Nobles is a graduate of Brown University where she majored in history. She received her master's degree and doctorate in political science from Yale University. She has held fellowships at Boston University's Institute for Race and Social Division and Harvard University's Radcliffe Center for Advanced Study. She has served on the editorial boards of Polity, American Political Science Review, and Perspectives on Politics journals. Nobles has also been involved in faculty governance at MIT and beyond, serving as the associate chair of the MIT Faculty from 2007–2009 and as vice-president of the American Political Science Association, 2013-14.
Michael Pratt is the O’Connor Family Professor in the Carroll School of Management at Boston College. Formerly at the University of Illinois, he has lectured at the University of Warsaw, and has been invited to speak in various locations across the world, including universities in North America, Asia, Australia and Europe. He currently serves as an associate editor at the Administrative Science Quarterly and has been recognized as an Academy of Management Fellow. His research is problem-centered and process-oriented, and centers on how individuals connect with the work that they do, as well as to the organizations, professions, occupations and other collectives in which they find themselves. Pratt has studied a wide variety of occupations and professions, including physicians and nurses, firefighters, police officers, multilevel marketing distributors, librarians as well as business leaders in Fortune 500 companies.

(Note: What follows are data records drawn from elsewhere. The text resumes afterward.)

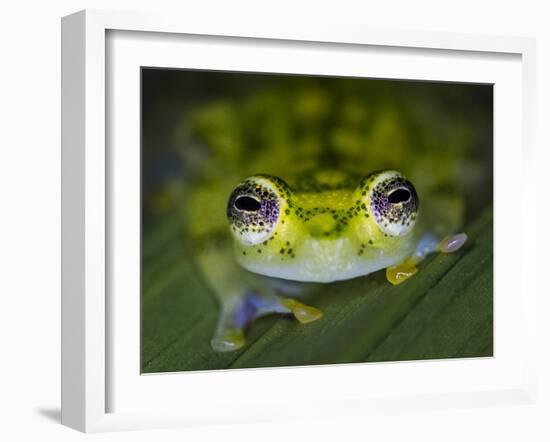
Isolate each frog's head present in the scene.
[227,171,418,282]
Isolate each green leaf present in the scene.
[142,207,493,373]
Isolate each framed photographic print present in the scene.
[62,11,536,431]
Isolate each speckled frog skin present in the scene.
[200,170,466,351]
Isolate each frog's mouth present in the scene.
[238,238,405,283]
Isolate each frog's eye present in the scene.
[363,170,418,236]
[227,176,288,245]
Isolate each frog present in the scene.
[192,169,467,352]
[169,77,485,352]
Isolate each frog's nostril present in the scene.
[234,196,261,212]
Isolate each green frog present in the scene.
[173,78,482,352]
[189,166,467,352]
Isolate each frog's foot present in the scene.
[437,233,468,253]
[210,293,322,352]
[386,233,468,285]
[281,298,323,324]
[386,259,418,285]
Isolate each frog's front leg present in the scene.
[386,233,468,285]
[210,290,322,352]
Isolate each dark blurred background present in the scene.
[142,68,493,233]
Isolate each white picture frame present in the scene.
[62,10,537,432]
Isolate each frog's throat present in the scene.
[237,240,410,283]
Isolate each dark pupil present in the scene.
[235,196,261,212]
[388,189,411,204]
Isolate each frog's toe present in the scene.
[437,233,468,253]
[386,261,418,285]
[281,298,323,324]
[210,329,246,352]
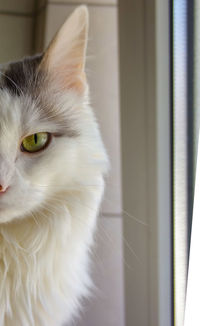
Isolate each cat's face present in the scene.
[0,83,80,222]
[0,7,107,223]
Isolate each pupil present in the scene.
[34,134,38,144]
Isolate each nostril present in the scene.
[0,185,8,193]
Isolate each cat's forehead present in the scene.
[0,54,43,96]
[0,55,78,137]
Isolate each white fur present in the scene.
[0,6,108,326]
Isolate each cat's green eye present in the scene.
[21,132,51,153]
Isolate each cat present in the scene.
[0,6,109,326]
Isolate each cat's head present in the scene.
[0,6,106,223]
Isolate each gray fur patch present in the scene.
[0,54,79,137]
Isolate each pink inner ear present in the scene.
[53,64,86,95]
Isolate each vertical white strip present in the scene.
[184,0,200,326]
[184,134,200,326]
[173,0,187,326]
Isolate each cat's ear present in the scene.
[39,6,88,93]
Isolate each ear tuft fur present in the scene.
[39,6,89,93]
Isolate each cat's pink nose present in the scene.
[0,185,8,194]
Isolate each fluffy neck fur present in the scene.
[0,178,103,326]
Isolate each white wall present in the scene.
[0,0,34,63]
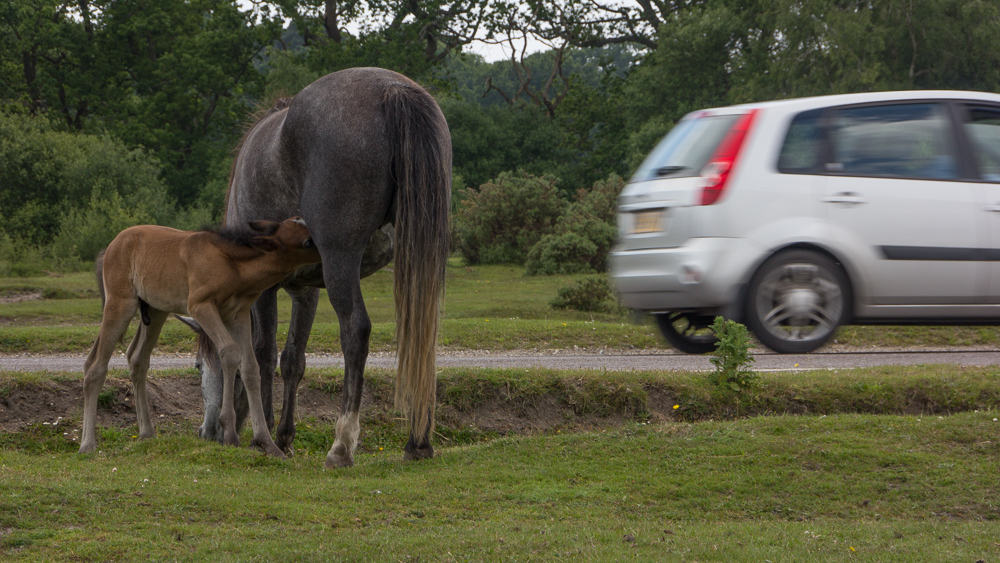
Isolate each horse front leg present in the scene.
[276,287,319,452]
[80,295,139,454]
[252,286,280,428]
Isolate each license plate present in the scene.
[632,209,665,235]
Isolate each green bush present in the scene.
[50,192,154,270]
[709,317,760,393]
[549,274,618,313]
[454,172,566,264]
[0,115,175,268]
[526,232,597,276]
[526,174,625,275]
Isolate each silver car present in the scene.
[610,91,1000,353]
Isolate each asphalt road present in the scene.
[0,349,1000,371]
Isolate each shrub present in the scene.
[51,192,153,270]
[526,232,597,276]
[549,274,617,313]
[454,172,566,264]
[0,115,174,268]
[709,317,760,392]
[526,174,625,275]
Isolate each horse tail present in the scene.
[382,82,451,442]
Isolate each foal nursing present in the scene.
[80,217,320,457]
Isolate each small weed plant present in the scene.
[709,317,760,393]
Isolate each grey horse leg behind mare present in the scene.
[174,315,250,443]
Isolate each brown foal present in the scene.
[80,217,320,457]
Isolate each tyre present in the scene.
[653,312,718,354]
[747,250,851,354]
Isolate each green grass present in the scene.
[0,366,1000,562]
[0,411,1000,561]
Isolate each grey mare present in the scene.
[188,68,451,467]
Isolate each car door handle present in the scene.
[823,192,868,205]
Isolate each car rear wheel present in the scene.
[747,250,851,354]
[654,312,717,354]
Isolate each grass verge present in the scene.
[0,366,1000,561]
[0,412,1000,561]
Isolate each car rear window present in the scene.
[632,114,740,182]
[965,107,1000,182]
[778,109,823,174]
[828,103,958,179]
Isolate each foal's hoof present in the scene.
[323,446,354,469]
[403,444,434,461]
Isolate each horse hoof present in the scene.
[323,449,354,469]
[403,444,434,461]
[250,440,287,459]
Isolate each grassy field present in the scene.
[0,263,1000,562]
[0,411,1000,562]
[0,260,1000,354]
[0,366,1000,562]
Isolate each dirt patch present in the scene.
[0,376,674,435]
[0,291,42,303]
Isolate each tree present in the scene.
[0,0,279,206]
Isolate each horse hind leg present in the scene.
[252,286,280,428]
[324,262,372,469]
[125,306,168,439]
[228,311,285,458]
[80,296,139,454]
[276,287,319,452]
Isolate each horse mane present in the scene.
[222,96,295,217]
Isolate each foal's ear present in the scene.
[248,220,281,236]
[250,237,281,252]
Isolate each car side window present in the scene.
[964,107,1000,182]
[827,103,958,180]
[778,109,823,174]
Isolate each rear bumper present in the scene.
[608,238,763,317]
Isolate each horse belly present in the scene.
[133,273,188,314]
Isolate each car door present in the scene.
[960,103,1000,304]
[820,101,988,308]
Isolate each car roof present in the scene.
[689,90,1000,115]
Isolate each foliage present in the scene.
[525,174,625,276]
[454,172,566,264]
[709,317,760,393]
[0,115,176,268]
[0,0,279,207]
[550,274,618,312]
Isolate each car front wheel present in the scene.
[747,250,851,354]
[654,312,718,354]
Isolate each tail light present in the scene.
[701,109,758,205]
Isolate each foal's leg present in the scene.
[125,308,167,438]
[252,286,280,428]
[80,295,139,454]
[276,287,319,452]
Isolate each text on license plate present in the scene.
[632,209,664,234]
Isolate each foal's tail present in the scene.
[382,83,451,440]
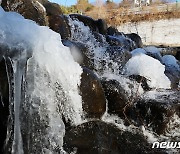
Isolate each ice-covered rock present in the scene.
[124,54,171,89]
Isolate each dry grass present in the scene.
[86,3,180,26]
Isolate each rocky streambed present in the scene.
[0,0,180,154]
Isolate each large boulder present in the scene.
[1,0,48,26]
[125,33,143,48]
[134,90,180,134]
[80,67,106,118]
[64,121,163,154]
[70,14,107,35]
[62,40,94,69]
[106,35,136,51]
[69,14,99,32]
[106,46,132,71]
[48,15,71,39]
[101,80,129,117]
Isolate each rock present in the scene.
[164,66,180,89]
[135,90,180,134]
[42,1,63,16]
[129,75,152,91]
[125,33,143,48]
[49,15,71,39]
[69,14,99,32]
[92,32,106,46]
[96,19,107,35]
[175,47,180,61]
[2,0,48,26]
[64,121,163,154]
[101,80,129,117]
[106,46,132,71]
[80,67,106,118]
[106,35,135,51]
[62,40,94,70]
[107,26,118,36]
[70,14,107,35]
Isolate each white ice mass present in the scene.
[0,7,82,154]
[125,54,171,89]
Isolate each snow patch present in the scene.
[124,54,171,89]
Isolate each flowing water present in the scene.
[0,8,179,154]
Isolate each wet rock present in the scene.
[106,46,132,71]
[41,0,63,16]
[135,90,180,134]
[2,0,48,26]
[49,15,71,39]
[164,67,180,89]
[129,75,152,91]
[92,32,105,46]
[70,14,107,35]
[162,55,180,89]
[125,33,143,48]
[107,26,118,36]
[175,47,180,61]
[69,14,99,32]
[106,35,135,51]
[96,19,107,35]
[101,79,129,117]
[62,40,94,70]
[80,67,106,118]
[64,121,163,154]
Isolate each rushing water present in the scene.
[0,8,82,154]
[0,5,179,154]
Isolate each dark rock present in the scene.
[164,66,180,89]
[2,0,48,26]
[107,26,118,36]
[96,19,107,35]
[106,46,132,71]
[92,32,105,46]
[69,14,99,33]
[135,90,180,134]
[80,68,106,118]
[175,47,180,61]
[106,35,135,51]
[62,40,94,69]
[125,33,143,48]
[49,15,71,39]
[64,121,163,154]
[42,1,63,16]
[101,80,129,117]
[129,75,152,91]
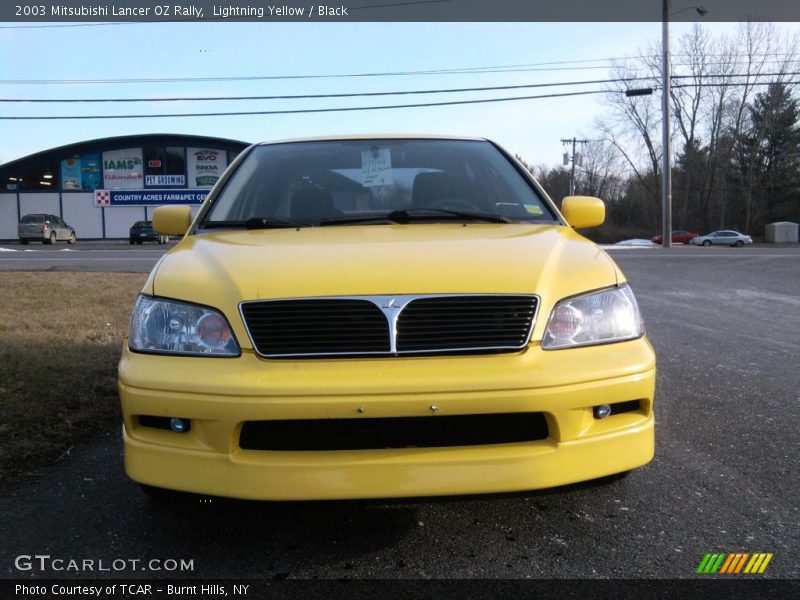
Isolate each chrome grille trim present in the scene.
[239,294,541,358]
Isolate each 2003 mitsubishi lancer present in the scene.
[119,136,655,500]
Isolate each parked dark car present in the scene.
[129,221,169,245]
[17,214,77,244]
[650,231,697,244]
[690,229,753,248]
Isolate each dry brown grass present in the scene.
[0,272,146,478]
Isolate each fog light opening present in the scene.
[593,404,611,419]
[169,417,190,433]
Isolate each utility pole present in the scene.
[661,0,672,248]
[661,0,708,248]
[561,138,589,196]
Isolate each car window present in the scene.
[204,139,556,224]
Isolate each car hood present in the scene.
[152,223,620,339]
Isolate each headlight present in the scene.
[542,284,644,350]
[129,296,240,356]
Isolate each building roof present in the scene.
[0,133,250,169]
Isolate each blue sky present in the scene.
[0,23,798,164]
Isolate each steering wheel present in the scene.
[421,198,483,213]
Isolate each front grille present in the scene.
[242,299,389,356]
[241,294,538,358]
[397,296,536,352]
[239,413,547,451]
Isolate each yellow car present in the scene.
[119,136,655,500]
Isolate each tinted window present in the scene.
[205,140,555,224]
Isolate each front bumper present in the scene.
[119,339,655,500]
[17,230,51,242]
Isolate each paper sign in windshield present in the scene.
[361,148,393,187]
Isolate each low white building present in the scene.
[0,134,248,241]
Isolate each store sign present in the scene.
[81,154,103,190]
[103,148,144,189]
[144,175,186,185]
[186,148,228,188]
[61,156,81,190]
[94,190,208,206]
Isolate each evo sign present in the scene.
[94,190,209,206]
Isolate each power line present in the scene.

His research has appeared in several leading academic journals and edited volumes, and he has co-edited two books. He was a recipient of the 2007 Best Paper Award for the Academy of Management Review (with Erik Dane). His research has also been showcased in TIME magazine, Discover magazine, the New Yorker, Forbes and MIT Sloan Review, as well as in the Boston Globe, the Chicago Tribune, and the New York Times. Pratt has also made an appearance on Here and Now on NPR, and his research on meaningful work was recently showcased in the new book, The Job.